Okpara stressed that adopting such technological concepts such as slide presentations, web-hosting, image simulation and interactive internet conferences, among others, would help facilitate the advancement of African arts and culture on the competitive global stage.
Okpara decried the fear of unknown saying it has continually brought the traditional African in constant contact with his spiritual world. "The uncertainties of the forest, river, mountain, seas, oceans, and the changing weather made him to ensure that all natural forces operate harmoniously for the provision of his daily needs and safety. This implies his ability to condense time and space to possess an unusual amount of insight on these phenomena."
He enumerated the impacts of the new tools to include the ability to transform existing traditional means of artistic and cultural expressions as well as developing new ones. They also have the potentials to record or document, store, duplicate into various original copies, transfer, retrieve or display artworks and cultural performances in places far away from the original theatre or studio where they are produced or performed.
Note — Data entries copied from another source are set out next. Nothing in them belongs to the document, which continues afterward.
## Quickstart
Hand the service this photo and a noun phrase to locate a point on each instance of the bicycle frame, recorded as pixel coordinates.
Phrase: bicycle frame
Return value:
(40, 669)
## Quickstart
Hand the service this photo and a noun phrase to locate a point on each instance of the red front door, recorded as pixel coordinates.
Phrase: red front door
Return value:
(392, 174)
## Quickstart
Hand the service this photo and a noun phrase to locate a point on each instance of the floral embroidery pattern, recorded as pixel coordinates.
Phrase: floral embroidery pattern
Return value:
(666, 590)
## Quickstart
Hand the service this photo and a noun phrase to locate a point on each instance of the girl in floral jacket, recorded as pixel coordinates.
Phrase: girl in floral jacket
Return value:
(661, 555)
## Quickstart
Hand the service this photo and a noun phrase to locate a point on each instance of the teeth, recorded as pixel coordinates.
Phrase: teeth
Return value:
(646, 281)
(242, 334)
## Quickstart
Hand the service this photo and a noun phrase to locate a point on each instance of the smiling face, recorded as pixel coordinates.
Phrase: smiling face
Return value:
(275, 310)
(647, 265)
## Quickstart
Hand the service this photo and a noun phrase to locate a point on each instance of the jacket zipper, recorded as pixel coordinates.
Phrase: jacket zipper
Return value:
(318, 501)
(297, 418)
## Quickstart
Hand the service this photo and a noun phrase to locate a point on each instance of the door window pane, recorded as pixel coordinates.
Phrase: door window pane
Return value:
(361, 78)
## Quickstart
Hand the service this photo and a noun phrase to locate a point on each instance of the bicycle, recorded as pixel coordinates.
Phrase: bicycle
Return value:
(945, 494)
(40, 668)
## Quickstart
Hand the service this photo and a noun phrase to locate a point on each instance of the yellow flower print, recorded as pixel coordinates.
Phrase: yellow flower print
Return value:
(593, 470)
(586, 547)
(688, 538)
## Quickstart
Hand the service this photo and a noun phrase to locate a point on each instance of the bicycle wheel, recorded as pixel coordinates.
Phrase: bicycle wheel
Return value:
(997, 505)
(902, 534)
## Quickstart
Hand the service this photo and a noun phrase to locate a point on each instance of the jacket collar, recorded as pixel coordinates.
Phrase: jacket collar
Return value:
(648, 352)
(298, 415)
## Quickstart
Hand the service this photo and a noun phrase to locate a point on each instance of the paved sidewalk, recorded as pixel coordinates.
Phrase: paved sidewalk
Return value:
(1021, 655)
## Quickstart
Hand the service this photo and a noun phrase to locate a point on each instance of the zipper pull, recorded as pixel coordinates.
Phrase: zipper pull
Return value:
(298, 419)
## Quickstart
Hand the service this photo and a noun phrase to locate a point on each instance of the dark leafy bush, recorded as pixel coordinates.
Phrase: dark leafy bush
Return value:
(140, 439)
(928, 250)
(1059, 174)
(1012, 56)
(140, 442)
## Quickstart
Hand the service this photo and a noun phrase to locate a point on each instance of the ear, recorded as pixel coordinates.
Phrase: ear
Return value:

He, therefore, advocated the effective use of ICT in dismantling those barriers that make meanings and significance of some African arts and culture difficult to understand and appreciate.
In appreciation of the support of the Minister/Head of Chancery, Nigerian High Commission in Cameroun, Ahmed Inusa, who participated in the summit from the opening to the closing, the Nigerian delegation led by Prof. Babawale paid him a courtesy visit.
Inusa while welcoming his guests called for stronger ties between Nigeria and Cameroun, especially in the areas of trade and culture. He also urged Nigerians to put the issue of Bakassi behind them, so that, both countries can fully enjoy the benefit of their corporation.
He emphasied that with over four million Nigerians residing in Cameroun, no reasonable government could have hesitated to hand over the portion of land to Cameroun for the sake of peace and harmony as the contrast would have implied protecting territory while endangering the lives of Nigerians.
He was however happy that the relationship between two countries was gradually returning to normal.
On the issue of culture, he commended CBAAC boss for its initiative and expressed regrets that the most cherished aspects of African culture are gradually being lost to foreign influences. "The value of everyone participating in governance, the value of hard work, the value of honesty and transparency are fast fading away."
He, however, expressed confidence in the resolutions at the summit to put the continent on the path of cultural rebirth.